My dad and I don't have much of a relationship, never have, mainly due to his penchant for being a life long a-hole. One of his multiple crappy personality traits is his love of a, usually misplaced and most of the time completely offensive, practical joke. Ok, well, circa de 1987, my freshman year of high school our school held its annual Halloween carnival. I know they're called Fall Festivals now but back then we still referred to them as Halloween carnivals. Anywho, My mom dropped me off at the high school then accompanied my sister, six years younger than me, to her third grade carnival. My old man didn't attend school events, nor would I have wanted him to, so he stayed home. The carnival kicked off around 6pm and everything finished up around 9:30-ish. My mom picked me back up and we headed home. We pulled into our driveway, got out, all was normal, I was the first one up to the door, and immediately noticed the front door was standing open.

This was completely out of character for my house, my old man being a "all doors and windows will be locked and secured at all times" type person ever since I can remember. I glanced inside and saw the two recliners in the living room were turned over on their side and the lamp was laying in the floor, obvious signs of a struggle. I turned around, told my mom what I saw, told her to take my sister back to the car and wait for me....lol, My mom told me afterwards, it didn't even cross her mind to question me my tone was so serious, but calm. I proceeded inside the house and instead of investigating, made my way immediately to my mom and dad's bedroom, opened my dad's gun closet, picked out his .357 Colt Trooper, opened the cylinder, made sure it was fully loaded, as was normal, and began slowly going room to room. I remember hearing my mom yell my name over and over but I didn't answer her. I checked the back two bedrooms, moved forward and then heard a sound out in our laundry room which was behind a closed door at the end and to the left of the hallway. I very quietly moved to the end of the hallway, flanking the door and watched, terrified, as the door (it's a sliding door) slowly slid open. As the door slid back, I brought the Colt to full ready position and cocked the hammer. My dad had pulled a winter ski mask over his head, and put on an old army field jacket for effect. Our eyes met and his eyes grew very large as he stared down the barrel of the Colt..lol. For a moment I didn't know what I was going to do, as it hadn't registered, yet, that this was my old man. My dad's voice, quieter than I had ever heard him talk up to that point, or since, croaked out "Shannon, it's me, please don't shoot." Another couple of seconds went by, I brought the Colt down to low ready and uncocked it.

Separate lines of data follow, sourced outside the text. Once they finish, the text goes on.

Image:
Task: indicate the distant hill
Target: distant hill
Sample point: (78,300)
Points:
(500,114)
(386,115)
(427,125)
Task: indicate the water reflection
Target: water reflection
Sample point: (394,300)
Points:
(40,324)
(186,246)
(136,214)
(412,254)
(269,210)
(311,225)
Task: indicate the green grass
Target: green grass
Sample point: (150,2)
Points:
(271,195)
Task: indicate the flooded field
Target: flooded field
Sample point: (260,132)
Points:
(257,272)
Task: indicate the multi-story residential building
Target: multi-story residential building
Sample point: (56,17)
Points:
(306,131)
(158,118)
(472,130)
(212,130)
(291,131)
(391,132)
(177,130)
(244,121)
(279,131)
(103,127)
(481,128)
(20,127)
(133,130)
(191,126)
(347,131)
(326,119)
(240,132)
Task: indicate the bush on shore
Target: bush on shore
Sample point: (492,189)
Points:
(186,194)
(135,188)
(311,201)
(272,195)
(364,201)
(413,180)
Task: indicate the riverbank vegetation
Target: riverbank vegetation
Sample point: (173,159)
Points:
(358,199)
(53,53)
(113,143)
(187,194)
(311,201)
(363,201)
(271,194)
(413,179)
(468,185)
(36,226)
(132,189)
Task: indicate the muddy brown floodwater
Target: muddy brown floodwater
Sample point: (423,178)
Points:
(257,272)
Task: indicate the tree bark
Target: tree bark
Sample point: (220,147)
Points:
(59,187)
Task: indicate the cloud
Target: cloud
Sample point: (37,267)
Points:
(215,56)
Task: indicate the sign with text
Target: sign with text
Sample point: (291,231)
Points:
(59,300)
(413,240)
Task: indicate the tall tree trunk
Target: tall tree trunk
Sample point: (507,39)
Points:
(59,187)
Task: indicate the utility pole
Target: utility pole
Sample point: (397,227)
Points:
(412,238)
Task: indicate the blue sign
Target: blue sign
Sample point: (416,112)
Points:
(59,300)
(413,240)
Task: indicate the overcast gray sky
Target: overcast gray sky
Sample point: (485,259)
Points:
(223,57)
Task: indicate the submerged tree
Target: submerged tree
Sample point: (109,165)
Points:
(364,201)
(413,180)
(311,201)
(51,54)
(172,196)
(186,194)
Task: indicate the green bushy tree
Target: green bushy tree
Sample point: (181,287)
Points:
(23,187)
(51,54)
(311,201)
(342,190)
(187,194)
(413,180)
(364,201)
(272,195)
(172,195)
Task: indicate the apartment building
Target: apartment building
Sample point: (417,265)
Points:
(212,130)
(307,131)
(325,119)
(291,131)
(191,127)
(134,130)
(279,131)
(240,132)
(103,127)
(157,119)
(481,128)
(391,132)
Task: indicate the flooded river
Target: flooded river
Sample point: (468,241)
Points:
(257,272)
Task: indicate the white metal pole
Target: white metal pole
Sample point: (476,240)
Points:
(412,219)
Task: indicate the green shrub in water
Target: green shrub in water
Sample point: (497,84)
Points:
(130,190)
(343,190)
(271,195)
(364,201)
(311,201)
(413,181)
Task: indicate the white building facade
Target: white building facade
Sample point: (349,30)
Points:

I looked at him for a few more seconds then just handed him the pistol and walked outside to sit on the porch where I just about heaved all my Halloween carnival candy into our front yard. My mom came running up the steps, my old man came outside and tried, badly, to explain that it was just a Halloween prank, that he was just going to jump out and scare us when we came in. This prank almost caused my mom to divorce him...lol He told me later that he never heard me head down the hallway and never heard me creep back up to the door. He also said he was ABSOLUTELY convinced in those couple of seconds before recognition set in that I was going to kill him. He told me later and still swears that the pistol never wavered one centimeter as he stared at it....lol

Anyway, I thought since it's approaching the Halloween season I'd pass on that little ditty...my old man's a moron in case I didn't mention that earlier..lol Safe night everyone.
Just wowzers. Things could have gone really badly for everyone involved.
I'm glad you had the presence of mind to not shoot on sight!